Urban wildlife also finds representation. In San Francisco’s Bernal Heights Park, USA, Parham Pourahmad spent hours following a pair of coyotes, framing a striking shot where a male’s amber eye is encircled by the tail of a nearby female. Coyotes, once eradicated from the city, are now making a comeback—an example of nature’s resilience and adaptability.

Leana Kuster from Switzerland offers a playful take with "Pink Pose," showing a greater flamingo in Camargue, France, scratching its head with a long leg. The flamingo’s pink hue, she notes, comes from a diet rich in carotenoids found in algae and shrimp. Meanwhile, in Kenya’s Samburu National Park, Marina Cano captured young cheetahs practicing their hunting skills on a Günther’s dik-dik, under the watchful gaze of their mother. Cheetah cubs, hidden for their first two months, only begin to learn the art of the hunt at about a year old.

Other images carry a more somber message. Lakshitha Karunarathna from Sri Lanka documented an Asian elephant navigating a landfill in Ampara, highlighting the deadly consequences of human waste. Elephants in the region, officials say, often ingest plastic along with food scraps, which can slowly kill them. In Tanzania’s Serengeti National Park, Gabriella Comi from Italy captured a tense standoff between a lion and a cobra—nature’s drama unfolding in the harsh midday sun.

Marine and aquatic life are also celebrated. Ralph Pace from the USA waded into Monterey Bay, California, to photograph a mass of Pacific sea nettles, their translucent bells glowing amber in the green water. To protect himself from their stings, Pace coated any exposed skin with petroleum jelly, likening the sensation to a bee sting. Isaac Szabo from the USA, meanwhile, captured a female longnose gar and several males in a crystal-clear Florida river, emphasizing the importance of protecting the aquifers that sustain both wildlife and nearly half of Florida’s human population.

Jassen Todorov, also from the USA, took to the skies above San Francisco Bay to photograph the golden reflections in vast salt ponds, a landscape shaped by centuries of salt collection and now the focus of major restoration efforts. Finally, Sitaram Raul from India braved the darkness and a barrage of bat droppings to photograph fruit bats emerging from a ruined building in Banda, Maharashtra—a vivid reminder that nature often reclaims spaces humans abandon.

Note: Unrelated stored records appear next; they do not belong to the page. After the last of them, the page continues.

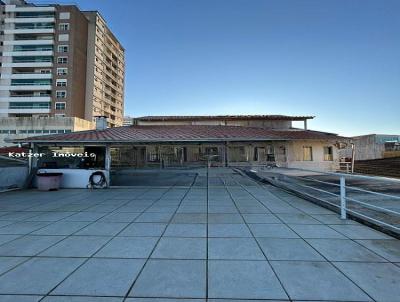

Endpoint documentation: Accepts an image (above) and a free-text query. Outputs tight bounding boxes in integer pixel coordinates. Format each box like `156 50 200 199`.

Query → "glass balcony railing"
8 102 51 109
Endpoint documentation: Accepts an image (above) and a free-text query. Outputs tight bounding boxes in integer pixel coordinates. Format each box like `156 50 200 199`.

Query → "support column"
224 142 229 167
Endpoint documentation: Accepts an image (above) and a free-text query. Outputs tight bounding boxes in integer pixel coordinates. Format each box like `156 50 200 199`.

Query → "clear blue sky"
34 0 400 135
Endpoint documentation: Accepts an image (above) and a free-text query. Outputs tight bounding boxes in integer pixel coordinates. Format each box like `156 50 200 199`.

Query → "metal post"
340 176 347 219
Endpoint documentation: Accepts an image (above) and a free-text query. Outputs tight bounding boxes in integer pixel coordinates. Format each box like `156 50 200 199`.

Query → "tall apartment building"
0 0 125 127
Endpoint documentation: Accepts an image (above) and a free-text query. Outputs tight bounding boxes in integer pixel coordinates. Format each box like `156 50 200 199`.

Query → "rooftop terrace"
0 169 400 302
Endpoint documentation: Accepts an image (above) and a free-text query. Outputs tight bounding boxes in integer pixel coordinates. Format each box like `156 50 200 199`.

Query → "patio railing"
251 169 400 234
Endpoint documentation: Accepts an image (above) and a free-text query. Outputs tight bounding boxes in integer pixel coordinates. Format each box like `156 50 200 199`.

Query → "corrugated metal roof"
16 125 343 143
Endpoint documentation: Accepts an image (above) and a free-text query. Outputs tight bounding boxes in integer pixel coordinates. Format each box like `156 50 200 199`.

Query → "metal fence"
253 169 400 234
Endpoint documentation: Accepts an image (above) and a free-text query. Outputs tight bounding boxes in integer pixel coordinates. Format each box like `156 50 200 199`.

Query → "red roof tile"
135 115 314 121
16 125 343 143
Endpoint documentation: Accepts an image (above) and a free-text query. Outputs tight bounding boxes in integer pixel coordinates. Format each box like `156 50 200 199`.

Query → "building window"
324 146 333 161
58 34 69 42
56 90 67 99
58 23 69 30
56 102 65 110
56 79 67 87
60 12 71 20
57 68 68 75
57 45 68 52
228 146 247 162
303 146 313 161
57 57 68 64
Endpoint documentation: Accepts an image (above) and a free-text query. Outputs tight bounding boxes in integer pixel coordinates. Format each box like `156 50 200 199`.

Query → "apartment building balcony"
0 96 51 103
4 28 54 35
0 108 51 114
4 16 56 24
0 85 52 91
3 50 53 57
5 5 56 13
2 62 53 67
1 72 53 80
3 37 54 46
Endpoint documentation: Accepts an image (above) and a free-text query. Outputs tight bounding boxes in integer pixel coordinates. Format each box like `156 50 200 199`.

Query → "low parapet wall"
0 166 28 191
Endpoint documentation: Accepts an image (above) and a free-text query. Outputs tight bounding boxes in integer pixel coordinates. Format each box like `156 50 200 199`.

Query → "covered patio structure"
14 125 345 187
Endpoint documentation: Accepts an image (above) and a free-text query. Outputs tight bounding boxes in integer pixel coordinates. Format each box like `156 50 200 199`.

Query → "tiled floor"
0 170 400 302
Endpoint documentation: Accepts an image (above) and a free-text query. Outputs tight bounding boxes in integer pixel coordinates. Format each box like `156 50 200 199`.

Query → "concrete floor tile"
171 213 207 223
243 214 281 223
356 239 400 262
52 259 145 296
0 295 42 302
208 203 238 214
0 217 16 228
276 213 321 224
311 214 359 224
0 235 23 245
207 299 282 302
208 238 265 260
257 238 325 261
32 221 90 236
164 223 207 237
41 296 124 302
99 212 140 222
64 212 106 222
39 236 110 257
208 214 244 223
0 221 49 235
289 224 346 239
249 223 299 238
75 222 128 236
0 257 28 274
151 237 207 259
94 237 158 258
307 239 386 262
0 258 84 295
208 260 288 299
25 212 76 222
334 262 400 302
124 298 205 302
0 235 65 256
271 261 371 301
331 225 393 239
129 260 206 298
119 223 167 237
208 223 253 237
135 213 173 223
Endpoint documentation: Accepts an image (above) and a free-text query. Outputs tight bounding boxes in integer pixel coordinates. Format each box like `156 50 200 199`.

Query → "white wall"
287 140 339 171
0 166 28 189
34 169 110 189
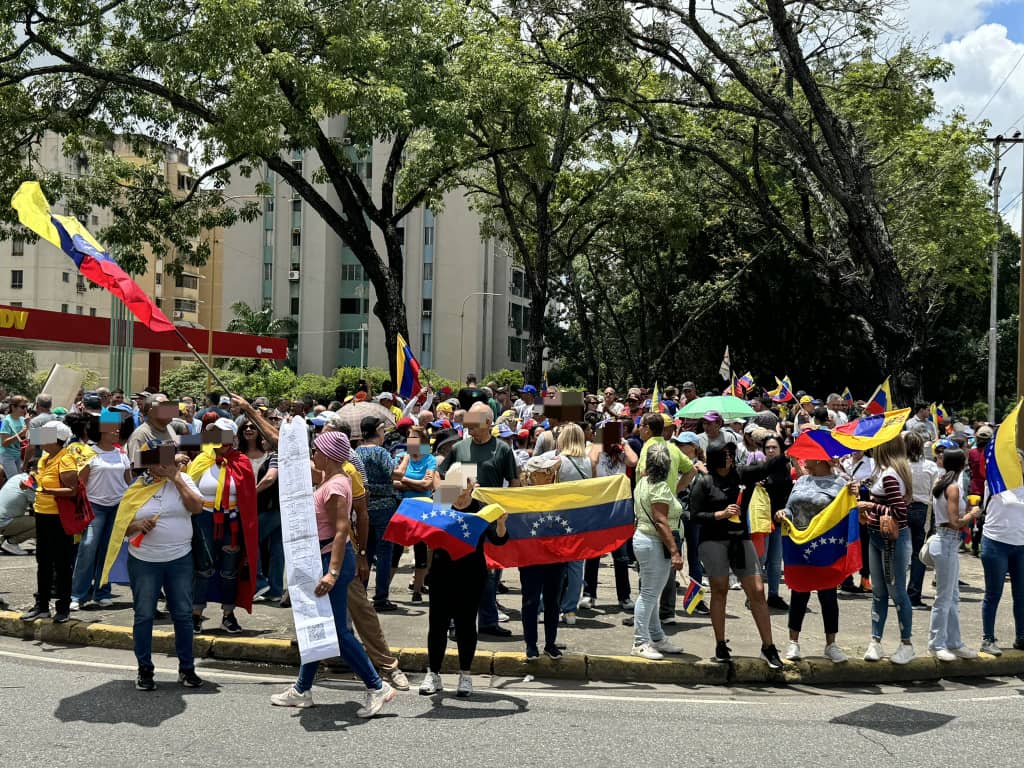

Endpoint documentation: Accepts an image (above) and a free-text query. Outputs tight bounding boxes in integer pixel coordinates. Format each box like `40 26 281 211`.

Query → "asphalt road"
0 638 1024 768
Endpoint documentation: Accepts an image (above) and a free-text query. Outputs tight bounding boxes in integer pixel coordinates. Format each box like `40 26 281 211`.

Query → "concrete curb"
0 611 1024 685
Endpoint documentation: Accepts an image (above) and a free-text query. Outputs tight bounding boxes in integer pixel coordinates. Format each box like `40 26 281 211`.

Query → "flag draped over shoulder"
864 376 893 415
782 487 861 592
11 181 174 333
394 334 420 400
384 497 505 560
473 475 634 568
985 400 1024 496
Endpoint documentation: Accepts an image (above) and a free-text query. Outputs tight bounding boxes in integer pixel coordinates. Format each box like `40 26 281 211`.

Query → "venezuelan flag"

As the world awaits the announcement of this year’s winners, the Wildlife Photographer of the Year exhibition stands as both a celebration and a call to action. Each image tells a story—sometimes wondrous, sometimes tragic—about the delicate balance between humans and the natural world. For those who step into the exhibition at the Natural History Museum, it’s a rare chance to see through the eyes of photographers who have gone to extraordinary lengths to capture nature’s most powerful moments.